Через несколько минут знакомый швейцар доложил о приходе еще одной посетительницы с сыном. Леонтий Иванович взглядом спросил разрешения у Михаила Андреевича, тот с готовностью кивнул, однако, не желая мешать, стал медленно подниматься. Тотчас же, опередив его, словно на пружинах, вскочили и мальчики. Но Леонтий Иванович с необидной фамильярностью положил руку на плечо Михаила Андреевича, и тот снова опустился на стул. Вслед за ним сели и мальчики.

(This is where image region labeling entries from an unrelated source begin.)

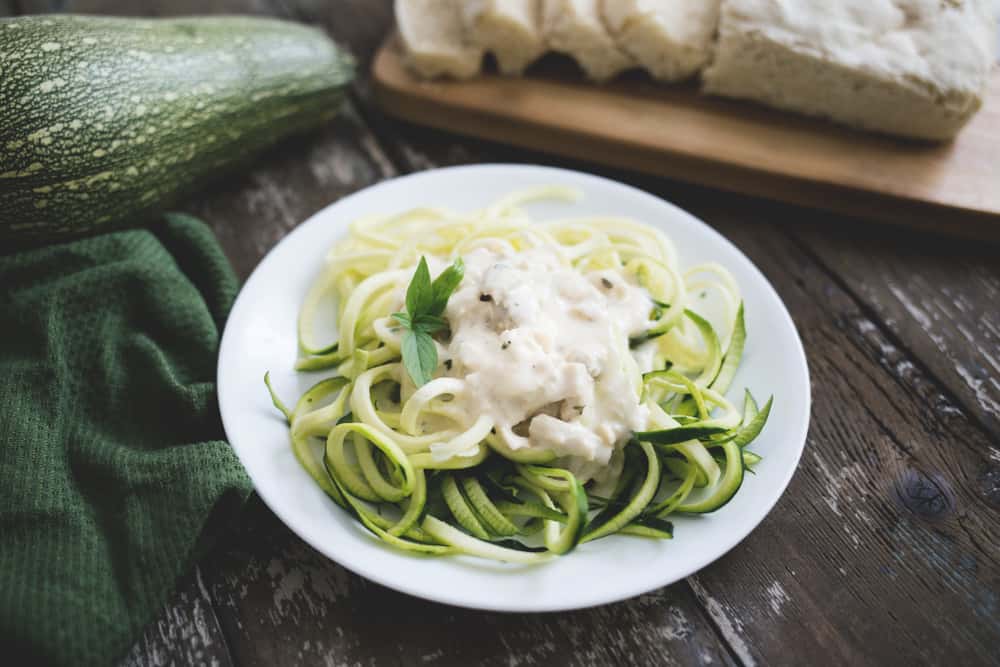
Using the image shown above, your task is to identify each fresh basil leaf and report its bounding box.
[410,315,448,333]
[426,257,465,315]
[402,330,437,387]
[406,257,434,318]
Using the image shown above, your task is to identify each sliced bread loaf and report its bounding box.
[602,0,719,81]
[542,0,636,81]
[703,0,996,139]
[463,0,545,75]
[395,0,483,79]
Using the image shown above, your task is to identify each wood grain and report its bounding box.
[208,498,733,667]
[13,0,1000,666]
[119,568,233,667]
[795,223,1000,439]
[368,119,1000,664]
[684,204,1000,664]
[373,38,1000,239]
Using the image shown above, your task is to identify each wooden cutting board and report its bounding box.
[373,35,1000,240]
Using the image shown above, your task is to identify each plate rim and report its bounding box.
[216,163,812,613]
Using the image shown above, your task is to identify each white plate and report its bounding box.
[219,165,809,612]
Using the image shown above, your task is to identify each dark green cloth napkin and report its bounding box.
[0,215,251,665]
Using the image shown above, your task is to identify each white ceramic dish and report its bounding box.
[218,165,810,612]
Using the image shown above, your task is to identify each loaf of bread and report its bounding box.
[703,0,996,139]
[395,0,483,79]
[602,0,720,81]
[542,0,636,81]
[463,0,545,75]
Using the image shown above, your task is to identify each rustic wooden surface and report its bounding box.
[7,0,1000,666]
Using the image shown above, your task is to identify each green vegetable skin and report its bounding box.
[0,16,354,239]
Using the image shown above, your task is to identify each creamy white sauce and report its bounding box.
[442,242,651,480]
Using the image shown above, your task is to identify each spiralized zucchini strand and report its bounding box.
[265,187,773,565]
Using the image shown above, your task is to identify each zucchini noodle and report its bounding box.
[265,187,771,564]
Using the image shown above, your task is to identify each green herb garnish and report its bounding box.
[392,257,465,387]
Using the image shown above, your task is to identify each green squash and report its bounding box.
[0,15,354,240]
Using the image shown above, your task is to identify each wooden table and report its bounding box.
[9,0,1000,666]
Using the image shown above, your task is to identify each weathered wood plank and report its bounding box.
[794,223,1000,444]
[668,197,1000,664]
[374,116,1000,664]
[208,498,733,666]
[119,568,233,667]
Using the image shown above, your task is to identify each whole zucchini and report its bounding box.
[0,15,354,239]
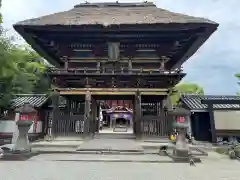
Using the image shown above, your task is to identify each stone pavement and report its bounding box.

Вопреки Фединым ожиданиям — ему представлялась почтенная матрона вроде тетки Куманиной, — вошла маленькая, невзрачная и довольно бедно одетая женщина. Испуганным, робким взглядом и манерой держаться она напоминала Ольгу Дмитриевну Умнову. С нею был худенький мальчик, на вид лет десяти или одиннадцати, хотя, как Федя узнал впоследствии, ему уже минуло тринадцать. Леонтий Иванович представил ее Михаилу Андреевичу, и она неловко и чуть-чуть ниже, чем следовало, поклонилась. И тотчас же Михаил Андреевич, словно по какой-то безмолвной команде, принял чуть небрежный вид. А Леонтий Иванович едва заметно улыбнулся, и тотчас лицо его неузнаваемо изменилось — утратило свою привлекательность и приобрело несколько ироническое, даже насмешливое выражение.
Посетительница протянула Леонтию Ивановичу внушительного вида конверт, тот вскрыл его и стал читать письмо. Федя заметил, что по мере чтения он все почтительнее взглядывал на женщину и все ласковее — на мальчика; один раз он даже поднял руку и потрепал его по мягким светло-соломенным волосам.
Дичившийся вначале мальчик теперь почувствовал себя свободно. Он смело наклонился к Феде и спросил его, в какой класс он поступает. Федя ответил, что и он и брат надеются поступить во второй; мальчик вздохнул и сказал, что тоже хотел экзаменоваться во второй, и маменька была согласна, но тут пришло письмо от графа, — он так именно и сказал — «графа», ничего не прибавив и не объяснив, — и приходится «начинать сначала», то есть с первого класса. Все это он изложил Феде скороговоркой, но законченными, округлыми, пожалуй, слишком литературными для его возраста фразами и при этом совершенно непосредственно, доверчиво и по-детски смотрел на Федю своими удивительно милыми, словно только что промытыми росой, светло-синими глазами.